Peter H. Seeberger (born  November 14, 1966 in Nuremberg) is a German chemist.

Biography 
Seeberger studied chemistry at the University of Erlangen-Nuremberg. He completed his Ph.D. in biochemistry in 1995 as a Fulbright scholar at the University of Colorado at Boulder. After being a post-doctoral fellow at Sloan Kettering Institute for Cancer Research in New York, he became assistant professor at Massachusetts Institute of Technology (MIT) in 1998, where he was promoted to Firmenich Associate Professor of Chemistry  in 2002.

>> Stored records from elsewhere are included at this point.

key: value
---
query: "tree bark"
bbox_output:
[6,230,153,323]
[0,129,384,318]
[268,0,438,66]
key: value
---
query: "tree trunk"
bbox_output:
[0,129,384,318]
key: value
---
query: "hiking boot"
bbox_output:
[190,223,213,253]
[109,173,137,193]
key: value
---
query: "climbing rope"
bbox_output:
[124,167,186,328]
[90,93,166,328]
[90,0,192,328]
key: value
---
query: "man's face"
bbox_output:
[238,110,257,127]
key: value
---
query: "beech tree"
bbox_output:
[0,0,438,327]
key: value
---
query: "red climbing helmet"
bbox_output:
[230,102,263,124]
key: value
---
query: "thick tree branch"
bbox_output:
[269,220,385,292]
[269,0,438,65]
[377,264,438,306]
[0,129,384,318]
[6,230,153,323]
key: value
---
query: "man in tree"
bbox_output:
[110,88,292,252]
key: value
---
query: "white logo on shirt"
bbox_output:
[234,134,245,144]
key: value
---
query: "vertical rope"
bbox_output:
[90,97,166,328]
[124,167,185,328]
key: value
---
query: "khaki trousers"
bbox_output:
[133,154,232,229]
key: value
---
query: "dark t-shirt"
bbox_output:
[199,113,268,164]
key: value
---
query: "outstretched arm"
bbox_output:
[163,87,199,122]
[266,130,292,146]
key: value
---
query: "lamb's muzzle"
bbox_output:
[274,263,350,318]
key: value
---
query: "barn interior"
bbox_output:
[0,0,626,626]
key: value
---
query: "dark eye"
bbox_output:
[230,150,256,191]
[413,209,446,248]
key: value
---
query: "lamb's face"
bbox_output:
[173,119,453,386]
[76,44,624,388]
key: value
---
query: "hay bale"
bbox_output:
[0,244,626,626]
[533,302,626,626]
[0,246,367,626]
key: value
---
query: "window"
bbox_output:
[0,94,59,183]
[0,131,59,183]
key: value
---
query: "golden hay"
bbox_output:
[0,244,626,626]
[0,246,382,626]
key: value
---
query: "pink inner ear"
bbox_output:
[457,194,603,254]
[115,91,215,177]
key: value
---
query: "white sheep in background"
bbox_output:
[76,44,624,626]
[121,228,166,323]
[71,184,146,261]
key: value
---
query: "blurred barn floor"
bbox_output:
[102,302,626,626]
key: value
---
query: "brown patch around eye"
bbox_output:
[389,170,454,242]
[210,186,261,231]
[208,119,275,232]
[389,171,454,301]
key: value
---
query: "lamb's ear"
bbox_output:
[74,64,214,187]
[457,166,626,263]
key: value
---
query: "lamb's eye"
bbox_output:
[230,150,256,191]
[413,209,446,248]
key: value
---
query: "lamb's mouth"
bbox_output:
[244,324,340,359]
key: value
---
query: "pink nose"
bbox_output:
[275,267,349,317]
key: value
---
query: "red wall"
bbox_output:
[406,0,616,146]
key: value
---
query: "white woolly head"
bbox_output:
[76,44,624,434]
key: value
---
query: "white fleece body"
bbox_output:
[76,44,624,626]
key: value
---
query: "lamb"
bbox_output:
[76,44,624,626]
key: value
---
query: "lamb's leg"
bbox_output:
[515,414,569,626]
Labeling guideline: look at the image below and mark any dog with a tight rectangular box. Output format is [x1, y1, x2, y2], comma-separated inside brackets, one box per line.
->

Starting 2003 he was a professor of organic chemistry at the department of chemistry and applied biosciences at ETH Zurich as well as an affiliate professor at Burnham Institute in La Jolla, California. Since the summer of 2008 he is one of the directors of Max Planck Institute of Colloids and Interfaces in Golm, near Potsdam, where is the head of the department of biomolecular systems. Seeberger is a   specialist in the area of glycomics.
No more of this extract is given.